Q: When preparing to sign a compromise and release agreement for work comp case what exactly am I giving up besides future
A: I'd be committing malpractice if I answered this question because I would need to see the compromise & release first before I could tell you exactly what you are giving up. Generally speaking you would not be able to reopen your case like you could within 5 years of your last date of injury if settled by stipulation but again, I really cannot tell you for sure until I have had a chance to review the document. I'm sorry. I wish I could be of more help, but I really do not want to give you with the wrong information by guessing what the terms are in your settlement document.
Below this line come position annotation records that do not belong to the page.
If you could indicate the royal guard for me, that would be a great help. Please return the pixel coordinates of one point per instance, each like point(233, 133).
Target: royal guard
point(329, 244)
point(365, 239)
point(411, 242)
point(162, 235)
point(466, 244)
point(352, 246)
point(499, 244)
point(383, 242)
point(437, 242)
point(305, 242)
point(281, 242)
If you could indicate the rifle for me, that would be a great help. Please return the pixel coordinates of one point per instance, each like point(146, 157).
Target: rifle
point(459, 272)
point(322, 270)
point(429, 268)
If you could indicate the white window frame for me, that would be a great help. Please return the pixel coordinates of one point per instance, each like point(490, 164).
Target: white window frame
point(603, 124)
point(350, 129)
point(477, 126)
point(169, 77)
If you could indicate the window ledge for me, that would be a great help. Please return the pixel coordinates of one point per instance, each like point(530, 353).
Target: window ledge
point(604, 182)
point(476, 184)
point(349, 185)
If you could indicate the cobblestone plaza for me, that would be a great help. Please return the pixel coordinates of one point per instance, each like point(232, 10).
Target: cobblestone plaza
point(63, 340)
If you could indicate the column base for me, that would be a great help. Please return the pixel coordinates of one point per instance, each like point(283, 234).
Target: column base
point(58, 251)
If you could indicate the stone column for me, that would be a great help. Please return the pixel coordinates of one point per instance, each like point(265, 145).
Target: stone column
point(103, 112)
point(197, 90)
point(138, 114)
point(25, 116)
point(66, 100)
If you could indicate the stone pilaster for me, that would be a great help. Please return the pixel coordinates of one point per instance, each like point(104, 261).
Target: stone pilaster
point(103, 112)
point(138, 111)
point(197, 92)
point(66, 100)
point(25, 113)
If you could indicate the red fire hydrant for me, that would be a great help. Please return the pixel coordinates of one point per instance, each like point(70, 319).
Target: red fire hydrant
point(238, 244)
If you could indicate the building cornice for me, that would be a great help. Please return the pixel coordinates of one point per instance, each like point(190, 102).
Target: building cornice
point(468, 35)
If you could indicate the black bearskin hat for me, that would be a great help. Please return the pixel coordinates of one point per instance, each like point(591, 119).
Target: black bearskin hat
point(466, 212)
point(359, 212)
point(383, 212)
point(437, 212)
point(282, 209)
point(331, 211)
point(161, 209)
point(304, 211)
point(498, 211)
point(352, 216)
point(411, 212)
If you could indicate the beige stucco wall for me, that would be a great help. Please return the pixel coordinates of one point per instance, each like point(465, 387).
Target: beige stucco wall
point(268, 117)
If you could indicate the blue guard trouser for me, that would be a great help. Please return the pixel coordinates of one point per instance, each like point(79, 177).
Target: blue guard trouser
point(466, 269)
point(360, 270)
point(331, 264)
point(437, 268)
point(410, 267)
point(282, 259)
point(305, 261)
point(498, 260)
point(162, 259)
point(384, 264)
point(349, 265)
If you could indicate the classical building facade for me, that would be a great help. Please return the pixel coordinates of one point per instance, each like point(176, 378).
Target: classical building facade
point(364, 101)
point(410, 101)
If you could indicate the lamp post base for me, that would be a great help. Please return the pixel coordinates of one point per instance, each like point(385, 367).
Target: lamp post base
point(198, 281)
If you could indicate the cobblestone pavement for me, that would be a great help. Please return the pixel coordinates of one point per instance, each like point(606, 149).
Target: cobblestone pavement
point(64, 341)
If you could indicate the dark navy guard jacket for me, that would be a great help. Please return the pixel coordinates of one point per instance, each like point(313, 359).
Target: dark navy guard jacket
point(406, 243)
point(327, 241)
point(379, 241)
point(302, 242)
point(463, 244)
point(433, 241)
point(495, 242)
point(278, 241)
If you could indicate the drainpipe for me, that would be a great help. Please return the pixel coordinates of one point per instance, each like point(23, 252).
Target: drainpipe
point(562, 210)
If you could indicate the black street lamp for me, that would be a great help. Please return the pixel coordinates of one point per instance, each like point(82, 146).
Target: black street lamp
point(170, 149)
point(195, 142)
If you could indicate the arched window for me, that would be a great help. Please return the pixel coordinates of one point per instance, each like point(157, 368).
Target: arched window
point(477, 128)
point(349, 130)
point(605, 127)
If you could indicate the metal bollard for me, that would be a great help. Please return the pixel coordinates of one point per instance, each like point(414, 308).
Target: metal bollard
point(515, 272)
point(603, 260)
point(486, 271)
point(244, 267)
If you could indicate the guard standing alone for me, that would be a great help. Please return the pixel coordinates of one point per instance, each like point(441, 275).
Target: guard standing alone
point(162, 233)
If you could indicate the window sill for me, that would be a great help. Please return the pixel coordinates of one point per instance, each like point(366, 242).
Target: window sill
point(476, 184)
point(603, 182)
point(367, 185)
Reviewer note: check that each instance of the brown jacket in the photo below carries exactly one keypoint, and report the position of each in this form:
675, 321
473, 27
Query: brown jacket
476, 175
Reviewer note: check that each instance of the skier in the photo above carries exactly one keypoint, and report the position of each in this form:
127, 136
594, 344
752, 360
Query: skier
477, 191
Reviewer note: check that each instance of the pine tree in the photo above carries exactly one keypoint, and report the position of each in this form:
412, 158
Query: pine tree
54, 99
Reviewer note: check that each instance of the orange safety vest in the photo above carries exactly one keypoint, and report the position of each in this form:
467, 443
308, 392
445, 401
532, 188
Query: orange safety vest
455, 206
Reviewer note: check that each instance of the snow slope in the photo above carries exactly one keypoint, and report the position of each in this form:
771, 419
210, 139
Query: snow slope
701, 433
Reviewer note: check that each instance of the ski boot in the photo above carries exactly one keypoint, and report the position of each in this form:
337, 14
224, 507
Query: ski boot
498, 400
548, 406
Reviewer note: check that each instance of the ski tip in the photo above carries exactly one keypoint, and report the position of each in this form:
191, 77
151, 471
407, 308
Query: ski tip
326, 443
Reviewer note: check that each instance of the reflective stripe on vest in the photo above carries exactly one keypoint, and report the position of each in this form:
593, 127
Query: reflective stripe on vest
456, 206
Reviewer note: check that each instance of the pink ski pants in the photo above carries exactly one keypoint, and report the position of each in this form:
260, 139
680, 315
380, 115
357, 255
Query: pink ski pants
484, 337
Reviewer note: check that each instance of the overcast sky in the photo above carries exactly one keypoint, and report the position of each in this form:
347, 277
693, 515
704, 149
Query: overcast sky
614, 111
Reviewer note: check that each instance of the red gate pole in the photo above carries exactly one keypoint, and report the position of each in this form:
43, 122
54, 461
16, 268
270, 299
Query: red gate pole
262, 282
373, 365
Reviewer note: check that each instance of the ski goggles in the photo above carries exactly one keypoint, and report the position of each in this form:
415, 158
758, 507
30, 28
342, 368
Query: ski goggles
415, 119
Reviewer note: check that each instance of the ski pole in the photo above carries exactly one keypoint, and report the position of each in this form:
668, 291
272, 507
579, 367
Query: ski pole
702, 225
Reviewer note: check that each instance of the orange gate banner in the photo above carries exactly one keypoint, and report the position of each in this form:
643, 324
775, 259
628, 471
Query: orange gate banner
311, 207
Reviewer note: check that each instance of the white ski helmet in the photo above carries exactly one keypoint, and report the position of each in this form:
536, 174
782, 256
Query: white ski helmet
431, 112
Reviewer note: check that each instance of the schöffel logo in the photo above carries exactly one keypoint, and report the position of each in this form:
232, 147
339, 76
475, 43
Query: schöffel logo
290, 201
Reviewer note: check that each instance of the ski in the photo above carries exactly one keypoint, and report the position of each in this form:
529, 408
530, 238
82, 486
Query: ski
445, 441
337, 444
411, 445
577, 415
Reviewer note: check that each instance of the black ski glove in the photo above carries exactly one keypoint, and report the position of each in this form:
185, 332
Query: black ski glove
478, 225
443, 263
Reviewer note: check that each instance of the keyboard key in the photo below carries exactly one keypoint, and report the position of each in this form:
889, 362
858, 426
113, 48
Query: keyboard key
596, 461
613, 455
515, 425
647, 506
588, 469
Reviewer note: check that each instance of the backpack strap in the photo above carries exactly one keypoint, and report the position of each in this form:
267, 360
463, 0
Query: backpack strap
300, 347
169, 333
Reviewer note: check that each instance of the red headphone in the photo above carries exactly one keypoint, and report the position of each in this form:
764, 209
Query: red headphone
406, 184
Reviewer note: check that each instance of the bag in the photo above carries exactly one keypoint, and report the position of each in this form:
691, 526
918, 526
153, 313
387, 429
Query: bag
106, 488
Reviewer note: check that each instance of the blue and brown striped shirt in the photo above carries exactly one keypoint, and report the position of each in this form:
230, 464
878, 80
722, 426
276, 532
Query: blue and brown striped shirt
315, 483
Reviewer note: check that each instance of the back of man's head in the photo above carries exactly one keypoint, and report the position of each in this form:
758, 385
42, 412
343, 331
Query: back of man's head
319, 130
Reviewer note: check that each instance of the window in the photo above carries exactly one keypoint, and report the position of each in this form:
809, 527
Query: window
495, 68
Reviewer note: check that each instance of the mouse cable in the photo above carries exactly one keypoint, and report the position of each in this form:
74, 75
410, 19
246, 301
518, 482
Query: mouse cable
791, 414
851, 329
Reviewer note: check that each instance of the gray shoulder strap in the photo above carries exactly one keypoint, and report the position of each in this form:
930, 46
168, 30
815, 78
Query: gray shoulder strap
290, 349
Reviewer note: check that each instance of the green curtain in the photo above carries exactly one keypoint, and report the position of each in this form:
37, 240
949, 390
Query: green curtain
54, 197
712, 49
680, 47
A: It completely depends on what the writers put in the agreement! Most of the time, you agree to release all possible claims against the employer, a 'general release'. The WCAB Judges are NOT supposed to approve that language but many do. So if later you find out you got cancer from exposure on that job you can't do anything because you released that right. Most say you are surrendering your right to reopen for any New &Further Disability, so if you can't walk in 2 years you cannot return to the insurer to say the injury made you much, much worse than when you took the lump-sum offer. Some include a release of getting penalties if the payment ordered by the judge is within 35 days (the labor code only gives them 25 days). I had a teacher who was fired because she couldn't run across the entire campus in the even of an active shooter...she pursued a wrongful termination action and won nearly $1,000,000 because I wouldn't let her sign a Compromise & RElease surrendering all of her claims against the employer. So it releases whatever it says it releases, and if you get fired, you could be losing $1,000,000.